Leaving aside St Sofia in the capital and what has remained of the metropolitan church in Nesebar, traces from the early Byzantine era in Bulgaria are scarce and little known. They do exist, however: forgotten remnants of the time when the Eastern Roman Empire was trying to hold back the invasions of the Barbarians in the Balkans. Most are nothing more than low crumbling walls, almost invisible in the undergrowth and interesting only to archaeologists. Others, however, despite time, neglect and the depredations of those seeking second-hand building materials still pose a striking sight.
One of them is near Perushtitsa, a town at the northern foot of the Rhodope, more famous as the scene of intense fighting and a massacre during the April Uprising of 1876.
Originally the church bore the name of Holy Mother of Christ but, as time passed and memories faded, local people started to call it simply The Red Church.
It is easy to see why. What has remained of this once glorious structure are massive red-brick walls rising to 14 metres.
In the arches, exposed to the elements, faded saints and angels gaze down with scratched out eyes, damage most likely inflicted during the Ottoman invasion or the suppression of the April Uprising.

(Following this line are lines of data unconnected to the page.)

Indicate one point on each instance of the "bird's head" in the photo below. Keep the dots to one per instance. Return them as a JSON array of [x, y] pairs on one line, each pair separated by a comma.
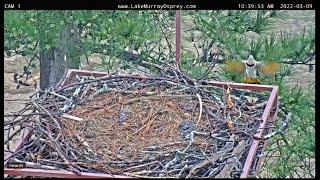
[[250, 60]]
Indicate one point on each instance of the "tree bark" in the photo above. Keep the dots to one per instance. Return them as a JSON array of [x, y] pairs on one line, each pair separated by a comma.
[[69, 37], [51, 67], [52, 61]]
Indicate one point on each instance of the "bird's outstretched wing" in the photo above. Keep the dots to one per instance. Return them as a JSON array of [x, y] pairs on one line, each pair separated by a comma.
[[268, 68], [238, 66]]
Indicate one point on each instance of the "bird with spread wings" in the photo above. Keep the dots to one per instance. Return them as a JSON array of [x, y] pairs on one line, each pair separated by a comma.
[[250, 68]]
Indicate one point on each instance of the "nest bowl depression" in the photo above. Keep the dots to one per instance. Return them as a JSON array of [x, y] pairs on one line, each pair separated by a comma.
[[139, 126]]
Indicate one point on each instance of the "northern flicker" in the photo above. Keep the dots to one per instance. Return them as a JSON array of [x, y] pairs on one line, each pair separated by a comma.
[[251, 68]]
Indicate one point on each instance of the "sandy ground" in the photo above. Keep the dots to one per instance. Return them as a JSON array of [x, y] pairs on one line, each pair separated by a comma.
[[14, 99]]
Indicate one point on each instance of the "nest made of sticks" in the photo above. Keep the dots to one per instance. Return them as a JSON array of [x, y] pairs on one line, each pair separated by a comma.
[[161, 126]]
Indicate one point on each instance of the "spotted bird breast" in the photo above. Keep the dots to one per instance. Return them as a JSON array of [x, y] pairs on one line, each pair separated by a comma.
[[251, 71]]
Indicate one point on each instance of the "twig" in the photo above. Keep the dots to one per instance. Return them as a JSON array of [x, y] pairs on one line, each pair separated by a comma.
[[200, 113]]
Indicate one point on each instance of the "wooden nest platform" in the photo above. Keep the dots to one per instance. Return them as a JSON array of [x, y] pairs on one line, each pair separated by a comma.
[[115, 125]]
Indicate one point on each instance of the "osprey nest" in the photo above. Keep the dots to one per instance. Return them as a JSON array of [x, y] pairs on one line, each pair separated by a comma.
[[166, 125]]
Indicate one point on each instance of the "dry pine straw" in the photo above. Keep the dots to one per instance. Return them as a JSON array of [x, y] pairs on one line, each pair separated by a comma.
[[119, 132]]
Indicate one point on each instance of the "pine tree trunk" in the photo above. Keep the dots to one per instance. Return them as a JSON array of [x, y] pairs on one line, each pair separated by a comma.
[[69, 43], [51, 67], [52, 61]]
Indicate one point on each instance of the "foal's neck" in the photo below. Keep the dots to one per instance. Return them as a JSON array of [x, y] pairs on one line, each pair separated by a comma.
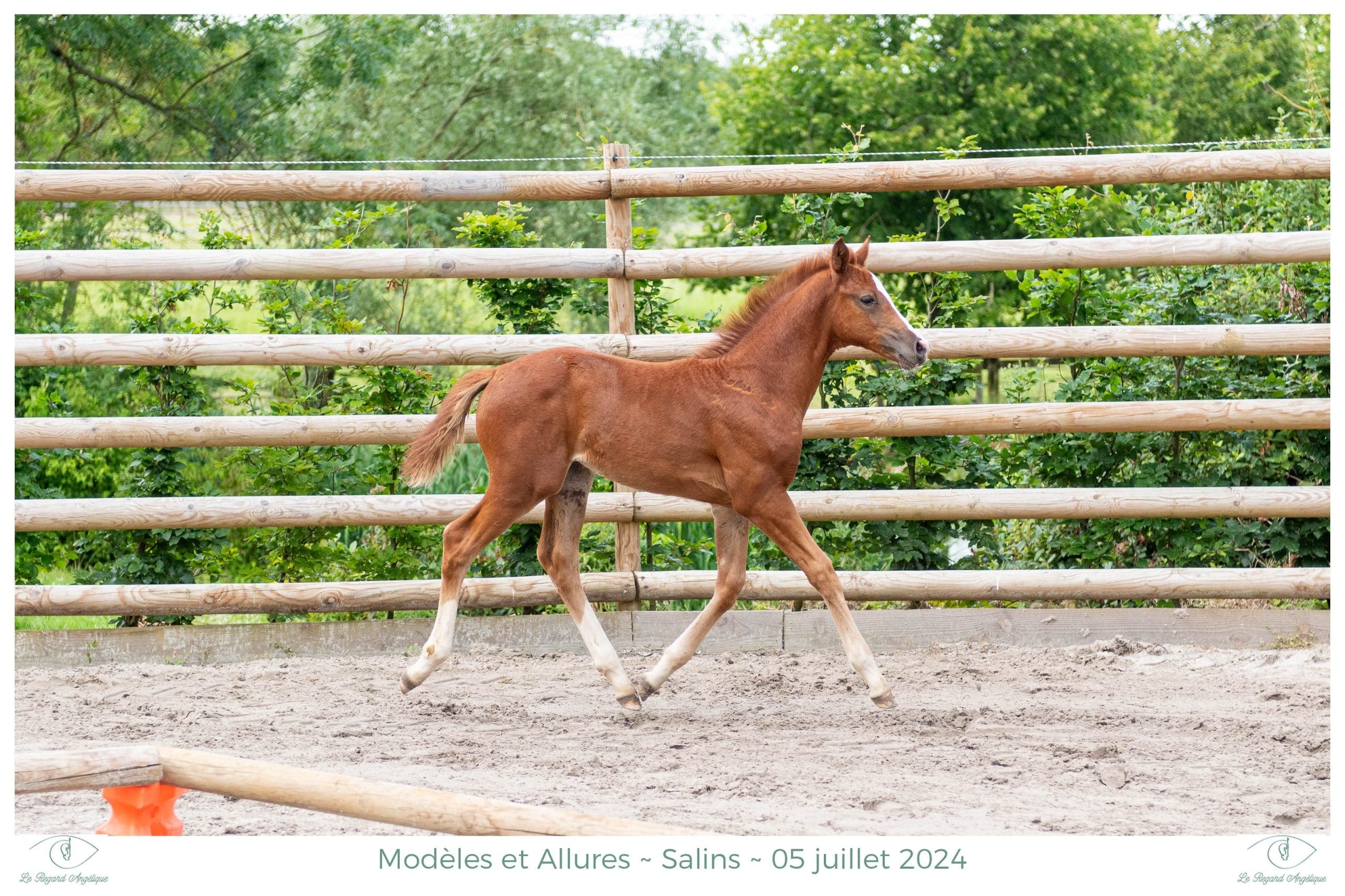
[[786, 351]]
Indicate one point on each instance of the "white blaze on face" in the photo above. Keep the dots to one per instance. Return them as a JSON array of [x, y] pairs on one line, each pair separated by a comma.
[[884, 294]]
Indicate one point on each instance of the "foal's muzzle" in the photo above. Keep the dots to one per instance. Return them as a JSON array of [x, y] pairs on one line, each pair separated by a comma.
[[907, 354]]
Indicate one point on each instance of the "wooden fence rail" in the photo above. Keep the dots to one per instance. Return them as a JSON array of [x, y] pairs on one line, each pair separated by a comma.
[[696, 584], [661, 264], [997, 255], [315, 790], [82, 514], [491, 186], [87, 768], [832, 423], [345, 350]]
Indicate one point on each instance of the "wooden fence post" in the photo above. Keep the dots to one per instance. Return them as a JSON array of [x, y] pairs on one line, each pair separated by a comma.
[[620, 315]]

The church was built under the rule of Byzantine Emperor Atanasius (491-518). It was a time of unrest and the Balkans were ravaged by Barbarians on a regular basis. Yet, Christianity had gained ground as the state religion and the nearby metropolis of Philippopolis, today’s Plovdiv, was the centre of a diocese and of a fervent religious life.
The Red Church must have been a striking sight when it was built. It was 32 metres long and 26 metres wide, its three apses meeting under a huge cupola and forming a flower shape still easily discernible on Google Maps. Exquisite mosaics covered the floors, and the walls were decorated with marble and murals. The church was painted at least twice, in the 6th and the 11th centuries and in spite of the current decayed condition of the frescoes some historians have compared them to those in Istanbul’s Hagia Sophia. Believers entered the church through a grand staircase and a massive portico, while non-Christians were baptised in a pink-marbled baptistry attached to the main building.
Back then, there was no major settlement near the church and nor is there one today. So why invest so much energy in so imposing a structure right in the middle of nowhere?
The church was built as a result of Christian propaganda on a grand scale. The new religion had suppressed but not entirely killed off the older paganism. Doubting souls needed a constant reminder of Christ’s supremacy, and they got it. Moreover, there was a pagan sanctuary in close proximity to the Red Church, and at that time it was common to built churches or monasteries on the sites of pagan temples – or simply to renovate and reuse them.
The Red Church was not the only local manifestation of the new religion. The outskirts of Philippopolis abound with remains of early Byzantine basilicas, like those in the Komatevo neighbourhood or the village of Branipole.
It is not known when the church was abandoned. The first excavations of 1915 were halted by Bulgaria’s entry into the Great War and did not restart until 1921. It was then that the ruins were properly surveyed and copies of the frescoes were made. And that was it.
The Red Church was abandoned again. In 1966 and on several other occasions the structure was reinforced with ugly steel and wooden scaffolding, plus the odd splash of concrete. Looking at it today, you cannot help but wonder if these puny attempts have gone any way towards ensuring the survival of the structure against the odds, or if all the kudos should go to the mastery of its forgotten medieval builders.
At the end of 2011, the Ministry of Culture obtained 1,580,000 euros from the EU for the conservation, restoration and rehabilitation of the church. In January it started a public procurement procedure but no investor submitted a tender. In April the ministry announced it was entering into negotiations with one or more partners for the project. So far, nothing more has emerged – neither about the identity of any possible interested parties nor about the grounds for negotiation with the ministry.
The Red Church remains, abandoned and overgrown, beside the road from Perushtitsa to Yoakim Gruevo. To find it, take a right on the dirt track before the first irrigation canal, and you will soon come upon it.
All around there is nothing, and the area only comes to life on the third day after Easter, when people from Perushtitsa and the surrounding villages come here for an improvised gathering and light candles by the massive Byzantine walls.